We therefore must flex, adapt and be resilient in the face of such challenges. This involves working with organisations, according to their agendas. Glow at work strives to share knowledge and provide a forum to address current people issues that organisations face, in our monthly Masterclasses. These network evenings with respective experts, focus on issues such as creativity and innovation in the workplace, resilience and management competence. All of these factors, when managed effectively demonstrate a return on investment for organisations. Hence, as Business Psychologists, we must be able to articulate and demonstrate our knowledge and capability in these areas, as it is through our expertise in these niches along with our commercial awareness and grasp of business realities that we can add value to organisations.

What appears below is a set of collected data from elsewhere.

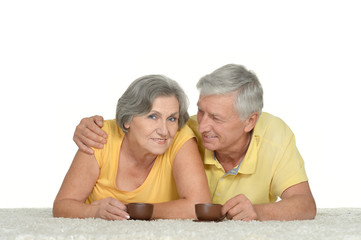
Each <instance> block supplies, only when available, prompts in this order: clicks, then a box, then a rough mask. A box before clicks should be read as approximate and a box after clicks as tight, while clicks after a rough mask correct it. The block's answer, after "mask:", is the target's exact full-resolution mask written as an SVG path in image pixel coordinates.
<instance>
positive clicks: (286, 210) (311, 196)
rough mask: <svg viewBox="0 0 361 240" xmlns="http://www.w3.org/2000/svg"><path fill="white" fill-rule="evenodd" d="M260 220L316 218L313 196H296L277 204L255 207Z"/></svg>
mask: <svg viewBox="0 0 361 240" xmlns="http://www.w3.org/2000/svg"><path fill="white" fill-rule="evenodd" d="M254 208H255V211H256V213H257V216H258V220H260V221H266V220H280V221H283V220H285V221H290V220H307V219H314V218H315V216H316V211H317V210H316V204H315V201H314V199H313V197H312V196H307V195H294V196H292V197H289V198H286V199H283V200H280V201H278V202H275V203H269V204H260V205H254Z"/></svg>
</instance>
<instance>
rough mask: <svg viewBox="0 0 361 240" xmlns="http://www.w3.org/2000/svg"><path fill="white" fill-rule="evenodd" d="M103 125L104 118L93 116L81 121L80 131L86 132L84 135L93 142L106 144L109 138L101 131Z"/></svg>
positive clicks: (78, 125)
mask: <svg viewBox="0 0 361 240" xmlns="http://www.w3.org/2000/svg"><path fill="white" fill-rule="evenodd" d="M103 124H104V120H103V117H101V116H93V117H90V118H83V119H82V120H81V121H80V123H79V125H78V127H80V130H85V132H84V133H83V135H84V136H86V137H88V138H91V139H92V140H93V141H96V142H102V143H106V141H105V138H107V134H106V133H105V132H104V131H103V130H102V129H101V127H103ZM94 133H95V135H94ZM97 135H98V136H97Z"/></svg>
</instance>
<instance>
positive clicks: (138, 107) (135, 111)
mask: <svg viewBox="0 0 361 240" xmlns="http://www.w3.org/2000/svg"><path fill="white" fill-rule="evenodd" d="M159 96H162V97H171V96H175V97H176V98H177V100H178V103H179V119H178V129H180V128H182V127H183V126H184V124H185V123H186V122H187V121H188V119H189V115H188V112H187V110H188V105H189V101H188V98H187V95H186V94H185V93H184V91H183V89H182V88H181V87H180V86H179V84H178V83H177V82H176V81H174V80H172V79H170V78H168V77H166V76H162V75H147V76H143V77H140V78H138V79H136V80H135V81H134V82H132V83H131V84H130V85H129V87H128V89H127V90H126V91H125V92H124V93H123V95H122V96H121V97H120V98H119V100H118V105H117V111H116V121H117V124H118V126H119V127H120V128H121V129H122V130H123V131H124V132H125V133H126V132H128V130H127V129H126V128H125V127H124V124H125V123H129V122H130V121H131V120H132V119H133V117H134V116H142V115H145V114H147V113H149V112H150V111H151V110H152V106H153V102H154V99H155V98H156V97H159Z"/></svg>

There is also a need to get the correct balance between commercial/customer needs and rigorous and effective interventions. This application of Psychological principles, frameworks and theory in the workplace is essentially our USP. And it is being able to express this USP and how this can ultimately help the organisations we work with to achieve their strategic objectives which will allow us to be efficient as consultants.
The ABP conference promises to deliver best practice advice for practitioners, ranging from Business Psychologists to HR specialists, to Management Consultants, as the range of impact that applied psychology has in an organisational setting is large. We’ll keenly be watching the ABP space, for announcements of their keynote speakers, who will be highlights amongst the wealth of practical workshops, case study sessions and symposiums, not to mention the chance to meet and socialise with many interesting and like-minded individuals.